[v2] ocfs2: do not BUG if jbd2_journal_dirty_metadata fails
diff mbox

Message ID 55515D2B.8010202@huawei.com
State New
Headers show

Commit Message

Joseph Qi May 12, 2015, 1:53 a.m. UTC
jbd2_journal_dirty_metadata may fail. Currently it cannot take care of
non zero return value and just BUG in ocfs2_journal_dirty.
This patch is aborting the handle and journal instead of BUG.
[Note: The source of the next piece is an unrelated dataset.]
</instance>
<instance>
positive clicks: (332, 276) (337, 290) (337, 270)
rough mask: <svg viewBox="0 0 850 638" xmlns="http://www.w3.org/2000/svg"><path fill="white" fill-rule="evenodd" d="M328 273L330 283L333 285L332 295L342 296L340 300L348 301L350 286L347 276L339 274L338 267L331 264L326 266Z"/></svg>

Signed-off-by: Joseph Qi <joseph.qi@huawei.com>
Cc: joyce.xue <xuejiufei@huawei.com>
---
 fs/ocfs2/journal.c | 12 +++++++++++-
 1 file changed, 11 insertions(+), 1 deletion(-)

Comments

Andrew Morton May 12, 2015, 11:03 p.m. UTC | #1
On Tue, 12 May 2015 09:53:47 +0800 Joseph Qi <joseph.qi@huawei.com> wrote:

> jbd2_journal_dirty_metadata may fail. Currently it cannot take care of
> non zero return value and just BUG in ocfs2_journal_dirty.
> This patch is aborting the handle and journal instead of BUG.
> 

This patch is internally inconsistent.

> --- a/fs/ocfs2/journal.c
> +++ b/fs/ocfs2/journal.c
> @@ -775,7 +775,17 @@ void ocfs2_journal_dirty(handle_t *handle, struct buffer_head *bh)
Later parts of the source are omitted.